SELAIN rutin meminum obat yang bisa meningkatkan kualitas hidup penderita bipolar (GB) tetap terjaga baik, keluarga beserta lingkungannya harus mendukung penuh tata laksana melakukan terapi. Pasalnya, saat keluarga mengetahui dan saling mendukung dalam penanganan penderit GB, kualitas hidupnya akan jadi lebih baik.
Mengingat pentingnya hal tersebut, keluarga dan lingkungannya harus mengetahui tata laksana yang baik untuk penderita bipolar.
Hal itu seperti disarankan Dr. dr. Nurmiati Amir, SpKJ (K) selaku Wakil Ketua Sie Bipolar dan Gangguan Mood lainnya Perhimpunan Dokter Spesialis Kedokteran Jiwa Indonesia. Dia menjelaskan bahwa para anggota keluarga dan sanak saudara penderita bipolar harus bisa mendukung upaya penanganan bipolar, seperti memantau konsumsi obat harian, mengetahui tanda-tanda bipolarnya kambuh, bagaimana penanganannya, menemani ia saat terapi dan tidak membiarkan penderita bipolar sendirian bila kambuh.
Dituturkannya lebih lanjut, semua hal itu bila bijak disikapi bisa membuat kualitas hidup penderita GB membaik dan bisa menjalani hidup seperti layaknya orang normal.

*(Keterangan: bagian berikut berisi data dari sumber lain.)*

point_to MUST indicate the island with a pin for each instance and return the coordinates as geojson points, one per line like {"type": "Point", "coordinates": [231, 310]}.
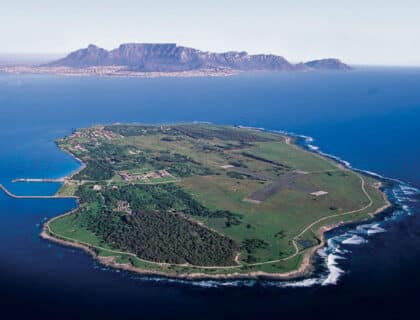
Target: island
{"type": "Point", "coordinates": [167, 60]}
{"type": "Point", "coordinates": [206, 201]}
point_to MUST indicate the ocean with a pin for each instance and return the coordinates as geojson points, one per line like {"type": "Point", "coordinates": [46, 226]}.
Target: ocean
{"type": "Point", "coordinates": [368, 118]}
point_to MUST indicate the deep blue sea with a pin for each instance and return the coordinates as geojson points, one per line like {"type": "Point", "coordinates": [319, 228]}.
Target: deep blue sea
{"type": "Point", "coordinates": [369, 117]}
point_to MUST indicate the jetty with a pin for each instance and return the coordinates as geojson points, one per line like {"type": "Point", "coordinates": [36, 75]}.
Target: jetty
{"type": "Point", "coordinates": [11, 195]}
{"type": "Point", "coordinates": [38, 180]}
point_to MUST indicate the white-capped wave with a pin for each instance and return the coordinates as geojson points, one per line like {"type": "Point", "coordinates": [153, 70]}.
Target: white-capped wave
{"type": "Point", "coordinates": [334, 272]}
{"type": "Point", "coordinates": [354, 240]}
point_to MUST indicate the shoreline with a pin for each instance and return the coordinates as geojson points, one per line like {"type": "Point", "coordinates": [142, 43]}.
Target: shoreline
{"type": "Point", "coordinates": [306, 266]}
{"type": "Point", "coordinates": [114, 71]}
{"type": "Point", "coordinates": [305, 269]}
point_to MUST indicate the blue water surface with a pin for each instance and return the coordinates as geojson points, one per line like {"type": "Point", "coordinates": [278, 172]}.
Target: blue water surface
{"type": "Point", "coordinates": [369, 117]}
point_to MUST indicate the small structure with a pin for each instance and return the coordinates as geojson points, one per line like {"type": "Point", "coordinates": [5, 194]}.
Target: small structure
{"type": "Point", "coordinates": [123, 206]}
{"type": "Point", "coordinates": [253, 201]}
{"type": "Point", "coordinates": [227, 166]}
{"type": "Point", "coordinates": [319, 193]}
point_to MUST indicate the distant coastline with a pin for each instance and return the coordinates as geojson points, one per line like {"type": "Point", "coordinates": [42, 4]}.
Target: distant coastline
{"type": "Point", "coordinates": [114, 71]}
{"type": "Point", "coordinates": [151, 60]}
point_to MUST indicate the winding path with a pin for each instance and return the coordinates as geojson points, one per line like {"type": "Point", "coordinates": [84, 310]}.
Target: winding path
{"type": "Point", "coordinates": [294, 240]}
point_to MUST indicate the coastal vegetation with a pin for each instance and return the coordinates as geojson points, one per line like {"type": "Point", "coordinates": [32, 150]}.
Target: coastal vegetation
{"type": "Point", "coordinates": [198, 198]}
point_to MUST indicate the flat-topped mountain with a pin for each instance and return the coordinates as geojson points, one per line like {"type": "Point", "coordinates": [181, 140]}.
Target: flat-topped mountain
{"type": "Point", "coordinates": [150, 57]}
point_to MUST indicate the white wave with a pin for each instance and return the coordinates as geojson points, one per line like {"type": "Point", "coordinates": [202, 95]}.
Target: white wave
{"type": "Point", "coordinates": [375, 229]}
{"type": "Point", "coordinates": [301, 283]}
{"type": "Point", "coordinates": [334, 272]}
{"type": "Point", "coordinates": [354, 240]}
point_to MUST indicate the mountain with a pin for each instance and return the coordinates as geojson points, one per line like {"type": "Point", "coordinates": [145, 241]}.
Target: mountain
{"type": "Point", "coordinates": [327, 64]}
{"type": "Point", "coordinates": [169, 57]}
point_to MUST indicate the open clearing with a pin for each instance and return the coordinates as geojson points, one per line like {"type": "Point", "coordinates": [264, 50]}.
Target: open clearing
{"type": "Point", "coordinates": [249, 199]}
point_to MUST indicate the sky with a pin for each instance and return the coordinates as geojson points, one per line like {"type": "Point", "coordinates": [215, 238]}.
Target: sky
{"type": "Point", "coordinates": [367, 32]}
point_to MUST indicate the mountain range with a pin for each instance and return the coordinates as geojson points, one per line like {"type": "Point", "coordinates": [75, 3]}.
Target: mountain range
{"type": "Point", "coordinates": [169, 57]}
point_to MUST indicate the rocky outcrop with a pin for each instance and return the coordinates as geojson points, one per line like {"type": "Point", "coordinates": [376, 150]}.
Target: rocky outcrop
{"type": "Point", "coordinates": [149, 57]}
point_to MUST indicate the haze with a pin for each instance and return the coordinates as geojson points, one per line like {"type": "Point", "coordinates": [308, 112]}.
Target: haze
{"type": "Point", "coordinates": [374, 33]}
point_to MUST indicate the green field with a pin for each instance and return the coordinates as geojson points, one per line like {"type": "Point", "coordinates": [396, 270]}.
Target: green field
{"type": "Point", "coordinates": [236, 200]}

Selain itu, baik keluarga dan lingkungan terdekat sebaiknya tak usah terlalu memikirkan semua ocehan miring orang-orang di sekitar karena itu hanya menghambat kualitas hidup si penderita gangguan bipolar.
"Stigma masyarakat yang sudah mendalam memang menjadi tantangan tersendiri bagi keluarga penderita sampai saat ini. Misalnya, mengucilkan bila ada salah satu keluarga mereka menderita gangguan bipolar. Apalagi rumah sakit jiwa yang merupakan pintu pengobatan juga jadi bahan olok-olok masyarakat. Sehingga para anggota keluarga pada takut membawanya berobat. Namun kita bisa merubah stigma itu, karena gangguan bipolar itu kalau diterapi bisa baik kualitas hidupnya, itu patokannya. Jadi tidak perlu lagi 'disimpan' oleh keluarga atau kalau kambuh ditahan di dalam kamar atau dipasung."katanya dalam acara yang bertema Memperingati Hari Kesehatan Jiwa Dunia 2013 Mental Health in Older Adults : Kendalikan Gangguan Bipolar Sejak Dini agar Kualitas Hidup Tetap Terjaga di Masa Tua, di Hotel Gran Melia, Jakarta Pusat, Selasa, 2 Oktober 2013.

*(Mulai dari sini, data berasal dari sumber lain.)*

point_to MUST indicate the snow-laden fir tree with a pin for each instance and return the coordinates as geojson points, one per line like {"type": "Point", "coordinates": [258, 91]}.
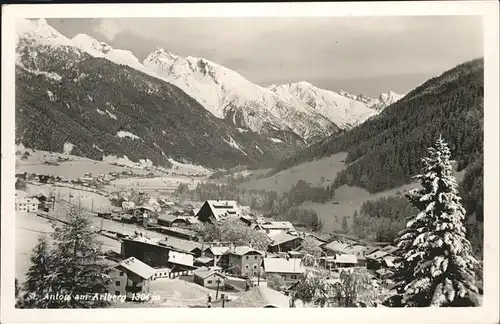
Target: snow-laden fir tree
{"type": "Point", "coordinates": [35, 287]}
{"type": "Point", "coordinates": [78, 266]}
{"type": "Point", "coordinates": [437, 266]}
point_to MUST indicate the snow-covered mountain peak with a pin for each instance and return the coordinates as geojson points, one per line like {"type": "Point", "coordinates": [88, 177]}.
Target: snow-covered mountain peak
{"type": "Point", "coordinates": [41, 31]}
{"type": "Point", "coordinates": [91, 45]}
{"type": "Point", "coordinates": [101, 49]}
{"type": "Point", "coordinates": [228, 95]}
{"type": "Point", "coordinates": [363, 98]}
{"type": "Point", "coordinates": [347, 94]}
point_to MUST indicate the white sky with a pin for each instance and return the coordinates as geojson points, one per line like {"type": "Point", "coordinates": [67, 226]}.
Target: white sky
{"type": "Point", "coordinates": [360, 55]}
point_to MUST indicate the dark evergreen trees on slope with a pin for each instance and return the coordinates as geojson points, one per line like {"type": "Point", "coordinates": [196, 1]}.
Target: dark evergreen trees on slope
{"type": "Point", "coordinates": [74, 266]}
{"type": "Point", "coordinates": [80, 268]}
{"type": "Point", "coordinates": [35, 287]}
{"type": "Point", "coordinates": [437, 266]}
{"type": "Point", "coordinates": [384, 151]}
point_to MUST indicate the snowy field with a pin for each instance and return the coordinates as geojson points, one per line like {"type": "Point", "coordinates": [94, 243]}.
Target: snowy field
{"type": "Point", "coordinates": [165, 183]}
{"type": "Point", "coordinates": [28, 228]}
{"type": "Point", "coordinates": [75, 168]}
{"type": "Point", "coordinates": [87, 200]}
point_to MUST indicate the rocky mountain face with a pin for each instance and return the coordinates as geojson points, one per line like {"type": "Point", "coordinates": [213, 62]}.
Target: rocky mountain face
{"type": "Point", "coordinates": [228, 95]}
{"type": "Point", "coordinates": [99, 105]}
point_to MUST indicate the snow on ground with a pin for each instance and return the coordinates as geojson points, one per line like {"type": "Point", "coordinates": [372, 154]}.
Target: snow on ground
{"type": "Point", "coordinates": [233, 143]}
{"type": "Point", "coordinates": [156, 184]}
{"type": "Point", "coordinates": [123, 134]}
{"type": "Point", "coordinates": [187, 167]}
{"type": "Point", "coordinates": [28, 228]}
{"type": "Point", "coordinates": [75, 168]}
{"type": "Point", "coordinates": [51, 95]}
{"type": "Point", "coordinates": [49, 75]}
{"type": "Point", "coordinates": [275, 140]}
{"type": "Point", "coordinates": [97, 147]}
{"type": "Point", "coordinates": [68, 147]}
{"type": "Point", "coordinates": [124, 161]}
{"type": "Point", "coordinates": [111, 115]}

Dr. Nurmiati menambahkan tata laksana yang dilakukan keluarga tak boleh terlambat, karena bila terlambat outcome-nya semakin memburuk penderita GB.
Hal senada juga disampaikan oleh dr. AAA Agung Kusumawardhani, SpKJ (K) selaku ahli ganguan jiwa dan psikiatri. Dia menjelaskan bahwa tata laksana seperti terapi sangat penting untuk penderita bipolar, karena hal itu berbanding lurus dengan kualitas hidup yang didapat. Pada gangguan bipolar masih usia muda, jika gejala gangguan itu terkendali, maka kualitas hidup pada masa tua akan lebih baik. Sebaliknya, jika tak terkendali atau didiagnosa gangguan bipolar pada usia tua, maka kualitas hidup masa tua akan memburuk.
Lebih dalam, dr. agung-sapaan akrabnya- menuturkan, apabila gejala terkendali sejak dini, penyandang GB kemungkian besar bisa melalui fase-fase kehidupan dengan baik dan pada masa tua memiliki support system yang mendukung, misalnya pasangan hidup dan anak serta bisa berinteraksi dengan lingkungan. Sedangkan bila tak terkendali sejak dini atau terlalu sering kambuh, maka pada usia lanjut penyang GB akan memiliki kulitas hidup yang kurang baik, dimana seringkali menunjukan prilaku yang berisiko tinggi, mendadak pemarah dan sebagainya. Plus, ketidaaan support system akan kain memperburuk kondisinya.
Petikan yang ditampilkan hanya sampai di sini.